Para muita gente, o mês de dezembro é sinónimo de Natal, no entanto, no futebol, é também altura do Mundial de Clubes. Num período natalício em que as pessoas fazem as contas em relação ao dinheiro a gastar com as prendas, o Finance Footbal decidiu analisar o poderio económico de cada equipa presente na competição, tendo por base o valor de mercado dos respetivos plantéis.

Tal como acontece todos as épocas, a formação europeia parte como favorita para vencer a prova. Fruto de nova vitória na Liga dos Campeões, o Real Madrid repete a presença no Mundial de Clubes, que este ano se realiza em Al Ain, nos Emirados Árabes Unidos. A equipa de Zinedine Zidane vai procurar revalidar o título perante a oposição de seis emblemas.

Em termos teóricos, o vencedor da Taça Libertadores da América, o Grémio, do Brasil, perfila-se como o principal concorrente dos madrilenos, tendo já se qualificado para a final do torneio. Contudo, o Al Jazira (vencedor do campeonato nacional do país organizador) vai ter também alguma palavra a dizer nas meias-finais da competição.

Se as diferenças entre as equipas já são grandes devido ao facto de estarem inseridas em contextos totalmente distintos a nível desportivo, elas são ainda maiores quando vemos o valor monetário associado a cada plantel.

Como é sabido, o Real Madrid é um clube que consegue atrair os melhores jogadores do mundo, o que faz com que a sua equipa valha sempre muito dinheiro. Segundo o Transfermarkt, o valor de mercado do plantel dos Galáticos é cerca de 740 milhões de euros.

Estes números ganham particular relevância quando nos apercebemos que a valia monetária da equipa do Real Madrid é 4,6 vezes superior à soma total do preço das seis formações restantes que iniciaram a competição. Isto significa que os plantéis dos emblemas presentes no Mundial de Clubes, à exceção dos espanhóis, todos juntos, perfazem um valor a rondar os 160 milhões de euros.

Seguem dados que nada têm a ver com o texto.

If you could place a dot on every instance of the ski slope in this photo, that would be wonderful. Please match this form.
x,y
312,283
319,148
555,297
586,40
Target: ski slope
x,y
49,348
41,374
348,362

Há jogadores do Real Madrid a valer mais do que todos os outros plantéis

Tendo em conta os dados do Transfermarkt, Cristiano Ronaldo está avaliado em 100 milhões de euros, sendo o atleta com maior valor de mercado no Real Madrid. Consultando a tabela, é fácil de perceber que o internacional português sozinho é mais caro que cada plantel das outras equipas. No emblema madrileno, Gareth Bale (80 milhões) e Toni Kroos (70) também se encontram nessa situação.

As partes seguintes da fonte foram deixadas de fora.